Il mio
nome è Guglielmo, oppure Mino, come mi chiamava mia madre quando ero piccolo,
quando ancora non mi erano spuntate le corna. Di cognome faccio Tauro, perché
mio padre è un toro, un enorme toro da monta con il mantello bianco. Il mio
patrigno, il crudele marito di mia madre, è cornuto pur senza essere un toro,
ed è un re.
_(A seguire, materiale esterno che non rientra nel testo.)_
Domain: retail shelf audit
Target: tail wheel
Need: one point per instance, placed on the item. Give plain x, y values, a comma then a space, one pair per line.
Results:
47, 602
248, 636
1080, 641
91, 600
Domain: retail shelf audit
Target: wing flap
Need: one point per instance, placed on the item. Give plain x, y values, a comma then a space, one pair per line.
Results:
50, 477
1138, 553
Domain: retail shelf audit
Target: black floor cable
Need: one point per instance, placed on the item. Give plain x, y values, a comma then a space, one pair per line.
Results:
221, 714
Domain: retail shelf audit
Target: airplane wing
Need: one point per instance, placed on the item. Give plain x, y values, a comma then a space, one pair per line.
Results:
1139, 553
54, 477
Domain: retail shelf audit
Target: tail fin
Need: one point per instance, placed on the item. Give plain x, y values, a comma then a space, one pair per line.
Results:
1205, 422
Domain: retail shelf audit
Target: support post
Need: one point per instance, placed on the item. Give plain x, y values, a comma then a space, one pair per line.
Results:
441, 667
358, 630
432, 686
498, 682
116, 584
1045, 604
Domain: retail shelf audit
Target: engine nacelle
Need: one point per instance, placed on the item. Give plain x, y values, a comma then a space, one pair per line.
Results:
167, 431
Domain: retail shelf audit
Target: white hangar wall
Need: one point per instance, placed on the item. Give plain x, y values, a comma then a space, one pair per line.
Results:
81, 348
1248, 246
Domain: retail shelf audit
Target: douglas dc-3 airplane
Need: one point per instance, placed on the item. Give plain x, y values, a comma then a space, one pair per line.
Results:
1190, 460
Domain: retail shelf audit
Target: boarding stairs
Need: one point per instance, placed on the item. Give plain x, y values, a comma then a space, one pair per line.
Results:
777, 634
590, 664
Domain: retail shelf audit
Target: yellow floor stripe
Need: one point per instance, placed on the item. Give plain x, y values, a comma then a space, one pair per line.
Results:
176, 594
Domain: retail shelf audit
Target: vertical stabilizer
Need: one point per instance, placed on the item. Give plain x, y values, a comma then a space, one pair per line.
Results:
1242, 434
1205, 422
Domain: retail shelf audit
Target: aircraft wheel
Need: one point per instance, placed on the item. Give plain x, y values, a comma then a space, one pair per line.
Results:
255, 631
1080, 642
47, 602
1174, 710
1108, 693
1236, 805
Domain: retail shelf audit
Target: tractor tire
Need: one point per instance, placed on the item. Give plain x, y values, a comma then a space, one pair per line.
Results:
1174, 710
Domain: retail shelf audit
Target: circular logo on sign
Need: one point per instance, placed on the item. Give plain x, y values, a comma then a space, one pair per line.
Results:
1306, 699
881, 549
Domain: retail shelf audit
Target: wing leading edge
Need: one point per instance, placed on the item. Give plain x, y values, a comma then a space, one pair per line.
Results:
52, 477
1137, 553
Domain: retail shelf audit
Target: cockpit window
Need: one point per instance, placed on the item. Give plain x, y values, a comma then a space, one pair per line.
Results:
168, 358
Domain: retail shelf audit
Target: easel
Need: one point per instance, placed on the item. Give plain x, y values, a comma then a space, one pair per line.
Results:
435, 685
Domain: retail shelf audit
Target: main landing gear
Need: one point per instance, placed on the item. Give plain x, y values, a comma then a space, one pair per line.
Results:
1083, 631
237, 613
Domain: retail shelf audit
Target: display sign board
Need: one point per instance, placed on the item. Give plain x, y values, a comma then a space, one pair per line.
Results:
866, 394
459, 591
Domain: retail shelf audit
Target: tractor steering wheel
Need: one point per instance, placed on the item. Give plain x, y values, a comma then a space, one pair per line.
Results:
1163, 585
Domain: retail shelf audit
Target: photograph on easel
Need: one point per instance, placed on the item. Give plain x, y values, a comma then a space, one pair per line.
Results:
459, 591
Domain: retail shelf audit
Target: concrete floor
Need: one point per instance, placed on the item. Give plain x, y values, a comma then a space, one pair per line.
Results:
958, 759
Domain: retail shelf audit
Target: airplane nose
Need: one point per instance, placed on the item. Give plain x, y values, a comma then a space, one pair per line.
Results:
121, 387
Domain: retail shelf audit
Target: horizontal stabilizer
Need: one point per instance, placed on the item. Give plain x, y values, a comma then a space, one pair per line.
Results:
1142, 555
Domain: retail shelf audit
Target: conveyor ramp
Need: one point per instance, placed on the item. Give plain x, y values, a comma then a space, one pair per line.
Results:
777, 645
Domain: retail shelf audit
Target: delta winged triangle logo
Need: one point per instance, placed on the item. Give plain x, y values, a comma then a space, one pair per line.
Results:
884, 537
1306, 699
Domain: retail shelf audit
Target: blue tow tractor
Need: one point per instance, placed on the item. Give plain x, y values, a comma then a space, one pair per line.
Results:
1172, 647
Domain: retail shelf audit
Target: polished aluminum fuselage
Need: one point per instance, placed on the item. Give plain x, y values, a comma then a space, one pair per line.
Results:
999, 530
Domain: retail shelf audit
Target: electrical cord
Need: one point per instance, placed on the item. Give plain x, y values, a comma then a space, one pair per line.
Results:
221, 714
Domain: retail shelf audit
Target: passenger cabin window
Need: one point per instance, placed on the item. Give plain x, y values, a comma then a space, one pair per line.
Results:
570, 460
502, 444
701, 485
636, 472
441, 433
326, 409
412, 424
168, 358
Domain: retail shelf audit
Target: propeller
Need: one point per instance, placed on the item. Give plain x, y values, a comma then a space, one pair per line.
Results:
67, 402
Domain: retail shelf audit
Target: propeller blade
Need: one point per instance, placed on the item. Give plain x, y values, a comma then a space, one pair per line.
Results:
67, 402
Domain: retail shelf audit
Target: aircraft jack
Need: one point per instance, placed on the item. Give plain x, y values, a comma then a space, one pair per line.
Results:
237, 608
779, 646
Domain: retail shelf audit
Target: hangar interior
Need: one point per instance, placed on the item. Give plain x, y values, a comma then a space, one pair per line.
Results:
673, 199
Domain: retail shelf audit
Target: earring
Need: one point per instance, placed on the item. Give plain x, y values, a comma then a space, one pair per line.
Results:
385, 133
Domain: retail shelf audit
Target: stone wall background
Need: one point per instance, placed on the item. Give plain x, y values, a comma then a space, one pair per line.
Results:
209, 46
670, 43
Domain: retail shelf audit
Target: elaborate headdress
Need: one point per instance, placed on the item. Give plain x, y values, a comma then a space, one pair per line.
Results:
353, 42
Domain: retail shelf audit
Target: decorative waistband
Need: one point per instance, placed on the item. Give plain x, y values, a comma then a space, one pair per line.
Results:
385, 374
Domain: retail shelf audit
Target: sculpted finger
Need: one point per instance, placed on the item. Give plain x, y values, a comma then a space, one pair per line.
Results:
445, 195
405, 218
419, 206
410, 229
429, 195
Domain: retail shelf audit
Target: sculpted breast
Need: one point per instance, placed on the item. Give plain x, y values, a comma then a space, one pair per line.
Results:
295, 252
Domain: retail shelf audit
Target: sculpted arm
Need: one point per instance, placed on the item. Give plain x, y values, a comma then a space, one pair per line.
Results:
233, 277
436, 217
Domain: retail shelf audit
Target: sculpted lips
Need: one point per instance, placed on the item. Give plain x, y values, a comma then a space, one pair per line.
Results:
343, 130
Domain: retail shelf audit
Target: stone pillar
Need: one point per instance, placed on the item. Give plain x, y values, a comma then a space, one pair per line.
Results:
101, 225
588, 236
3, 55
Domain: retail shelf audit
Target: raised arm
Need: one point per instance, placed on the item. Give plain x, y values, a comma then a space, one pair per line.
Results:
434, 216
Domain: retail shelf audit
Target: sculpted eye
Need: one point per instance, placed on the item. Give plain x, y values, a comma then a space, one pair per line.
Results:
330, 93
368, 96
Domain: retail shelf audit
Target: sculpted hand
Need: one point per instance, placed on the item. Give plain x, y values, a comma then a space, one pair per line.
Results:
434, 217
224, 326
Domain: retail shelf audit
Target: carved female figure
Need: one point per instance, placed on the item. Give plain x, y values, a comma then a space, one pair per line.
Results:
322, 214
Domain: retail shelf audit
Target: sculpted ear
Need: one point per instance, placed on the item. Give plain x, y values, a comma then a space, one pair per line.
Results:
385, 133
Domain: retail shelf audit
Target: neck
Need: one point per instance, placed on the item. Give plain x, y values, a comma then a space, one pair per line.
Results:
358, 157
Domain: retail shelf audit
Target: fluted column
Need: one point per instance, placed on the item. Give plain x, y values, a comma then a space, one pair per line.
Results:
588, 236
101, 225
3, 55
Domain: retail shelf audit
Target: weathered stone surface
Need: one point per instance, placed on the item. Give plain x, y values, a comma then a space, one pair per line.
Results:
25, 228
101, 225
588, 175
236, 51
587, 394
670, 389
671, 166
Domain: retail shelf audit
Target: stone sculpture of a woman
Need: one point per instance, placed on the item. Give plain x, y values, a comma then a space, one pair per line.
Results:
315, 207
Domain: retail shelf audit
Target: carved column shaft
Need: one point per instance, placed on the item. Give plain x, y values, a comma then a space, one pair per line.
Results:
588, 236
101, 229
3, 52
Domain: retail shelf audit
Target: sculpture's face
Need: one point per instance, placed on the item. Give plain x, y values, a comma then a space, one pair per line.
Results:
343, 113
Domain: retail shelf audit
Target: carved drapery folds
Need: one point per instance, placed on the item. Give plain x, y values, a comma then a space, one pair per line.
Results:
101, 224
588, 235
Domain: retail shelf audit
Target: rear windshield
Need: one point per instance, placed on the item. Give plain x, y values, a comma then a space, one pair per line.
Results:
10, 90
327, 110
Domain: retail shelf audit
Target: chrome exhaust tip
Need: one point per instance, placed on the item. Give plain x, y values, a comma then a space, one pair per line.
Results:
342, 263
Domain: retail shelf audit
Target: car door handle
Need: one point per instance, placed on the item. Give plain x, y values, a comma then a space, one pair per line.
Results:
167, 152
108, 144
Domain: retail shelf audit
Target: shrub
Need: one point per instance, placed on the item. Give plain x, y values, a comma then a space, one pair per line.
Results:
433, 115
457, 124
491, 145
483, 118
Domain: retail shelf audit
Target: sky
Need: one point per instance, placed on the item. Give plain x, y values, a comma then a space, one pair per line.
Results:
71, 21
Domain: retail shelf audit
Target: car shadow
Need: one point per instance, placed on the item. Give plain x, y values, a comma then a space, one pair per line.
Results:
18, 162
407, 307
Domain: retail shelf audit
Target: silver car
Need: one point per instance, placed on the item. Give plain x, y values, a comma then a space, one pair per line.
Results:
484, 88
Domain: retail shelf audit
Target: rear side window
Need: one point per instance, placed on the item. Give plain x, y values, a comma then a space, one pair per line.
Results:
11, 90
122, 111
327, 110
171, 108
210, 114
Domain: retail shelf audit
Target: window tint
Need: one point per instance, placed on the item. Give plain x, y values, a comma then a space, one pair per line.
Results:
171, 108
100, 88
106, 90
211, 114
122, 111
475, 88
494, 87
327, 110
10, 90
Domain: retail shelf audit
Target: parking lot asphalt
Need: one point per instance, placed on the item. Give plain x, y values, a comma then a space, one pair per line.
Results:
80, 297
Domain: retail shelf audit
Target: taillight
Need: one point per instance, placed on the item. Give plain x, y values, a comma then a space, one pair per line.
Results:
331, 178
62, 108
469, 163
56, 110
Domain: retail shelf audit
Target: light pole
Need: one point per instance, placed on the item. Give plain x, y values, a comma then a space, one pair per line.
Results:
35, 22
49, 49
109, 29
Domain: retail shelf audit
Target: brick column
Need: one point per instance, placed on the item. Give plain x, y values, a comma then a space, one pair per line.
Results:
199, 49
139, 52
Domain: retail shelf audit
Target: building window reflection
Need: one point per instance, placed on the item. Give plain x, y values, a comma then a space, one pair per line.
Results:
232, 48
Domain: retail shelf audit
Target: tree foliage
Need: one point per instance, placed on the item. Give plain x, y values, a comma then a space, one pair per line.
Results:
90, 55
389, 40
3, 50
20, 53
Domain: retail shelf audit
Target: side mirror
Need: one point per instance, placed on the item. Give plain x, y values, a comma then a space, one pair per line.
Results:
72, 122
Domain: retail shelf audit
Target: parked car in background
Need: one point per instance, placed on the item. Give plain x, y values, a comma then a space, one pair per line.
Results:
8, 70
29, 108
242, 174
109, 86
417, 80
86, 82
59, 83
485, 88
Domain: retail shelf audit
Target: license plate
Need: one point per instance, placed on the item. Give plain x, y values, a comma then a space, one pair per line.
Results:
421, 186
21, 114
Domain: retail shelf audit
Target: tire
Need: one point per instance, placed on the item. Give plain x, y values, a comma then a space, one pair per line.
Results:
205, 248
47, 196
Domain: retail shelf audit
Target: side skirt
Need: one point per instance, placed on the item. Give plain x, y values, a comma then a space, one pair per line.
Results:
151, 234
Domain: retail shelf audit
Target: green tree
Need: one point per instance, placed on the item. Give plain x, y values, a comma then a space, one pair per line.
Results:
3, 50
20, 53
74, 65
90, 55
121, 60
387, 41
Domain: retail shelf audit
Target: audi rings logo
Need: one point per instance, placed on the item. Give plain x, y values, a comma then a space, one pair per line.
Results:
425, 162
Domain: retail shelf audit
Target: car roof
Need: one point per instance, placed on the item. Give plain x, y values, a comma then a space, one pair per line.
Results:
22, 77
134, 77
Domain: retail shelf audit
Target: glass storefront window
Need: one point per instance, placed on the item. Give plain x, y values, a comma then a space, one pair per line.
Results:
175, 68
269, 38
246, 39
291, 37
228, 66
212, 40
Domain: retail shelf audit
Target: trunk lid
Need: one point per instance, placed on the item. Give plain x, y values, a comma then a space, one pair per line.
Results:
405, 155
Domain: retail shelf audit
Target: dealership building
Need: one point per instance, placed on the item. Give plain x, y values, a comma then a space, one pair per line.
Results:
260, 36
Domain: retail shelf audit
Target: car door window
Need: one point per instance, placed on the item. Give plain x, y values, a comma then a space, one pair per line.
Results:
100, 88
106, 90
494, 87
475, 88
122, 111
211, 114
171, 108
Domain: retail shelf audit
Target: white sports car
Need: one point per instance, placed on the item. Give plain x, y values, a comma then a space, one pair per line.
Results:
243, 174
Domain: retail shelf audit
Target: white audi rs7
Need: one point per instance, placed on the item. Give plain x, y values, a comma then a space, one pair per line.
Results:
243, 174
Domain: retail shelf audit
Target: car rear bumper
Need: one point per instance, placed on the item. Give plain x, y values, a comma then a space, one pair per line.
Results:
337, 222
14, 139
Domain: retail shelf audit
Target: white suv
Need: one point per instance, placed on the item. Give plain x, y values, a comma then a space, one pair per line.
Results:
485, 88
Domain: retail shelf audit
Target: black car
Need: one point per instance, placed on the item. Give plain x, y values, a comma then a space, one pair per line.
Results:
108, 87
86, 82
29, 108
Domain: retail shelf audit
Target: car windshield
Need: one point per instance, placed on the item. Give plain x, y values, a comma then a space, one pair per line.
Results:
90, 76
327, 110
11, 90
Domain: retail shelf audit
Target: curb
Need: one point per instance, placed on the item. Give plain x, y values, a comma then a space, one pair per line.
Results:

È lui che mi ha rinchiuso qui dentro e che mi ha sottratto per
sempre all'affetto della donna che mi ha generato, che io continuo ad amare al
di là delle sue singolari e discutibili preferenze sessuali. Il mio vero padre,
il toro bianco, non si è mai occupato di me.
Vivo
da solo, in una enorme casa con centinaia di stanze, un vero labirinto. Se
decido di andare in soggiorno (uno dei tanti) vago per ore finché mi ritrovo in
camera da letto (una delle tante) e ciò mi addolora e mi deprime. Il vero
problema è quando ho necessità di utilizzare il bagno (uno dei tanti). Finché
si tratta di provvedere a un bisogno piccolo, in qualche modo me la cavo,
perché i corridoi sono tanti e interminabili. Ma se il bisogno è di quelli
grandi e urgenti ci potete scommettere che la stanza da bagno (una delle tante)
risulta introvabile e quasi sempre finisce che me la faccio addosso.
Di me
dicono che sono selvaggio e violento, che mi nutro di carne umana.
Assolutamente falso. Mi sono inselvatichito a causa della solitudine. Se avessi
la possibilità di frequentare amici, andare al cinema e a teatro, viaggiare,
sarei l'essere più buono del mondo. Le uniche persone che vedo, ogni tanto,
sono purtroppo anche il mio cibo. E voi, voi che state a criticare, che cosa
fareste al mio posto? Morireste di fame? In realtà io odio cibarmi di carne, di
sola carne. Offrirei senza alcun rimpianto un trancio di tenera fanciulla
ateniese in cambio di una bella insalata fresca. O di una mela.
È da
tanto tempo, ormai, che trascorro tutte le mie giornate in questa enorme casa
senza uscita. Sono stanco, molto stanco. La prossima volta che incontrerò lungo
questi corridoi senza fine l'ennesimo fanciullo con gli occhi sbarrati dal
terrore, invece di massacrarlo e di trasformarlo in cibo lo lascerò vivere. A
quel punto sarà lui a uccidere me, e io lo lascerò fare, perché morire è quello
che voglio. E non mi importa se quel fanciullo un po' vanesio andrà a dire alla
morosa (che magari lo aiuterà a ritrovare l'uscita grazie a un trucchetto da
quattro soldi) e al mondo intero: "Ho ucciso il Minotauro!"
Io
avrò finalmente trovato la pace, alla faccia sua e a quella degli déi!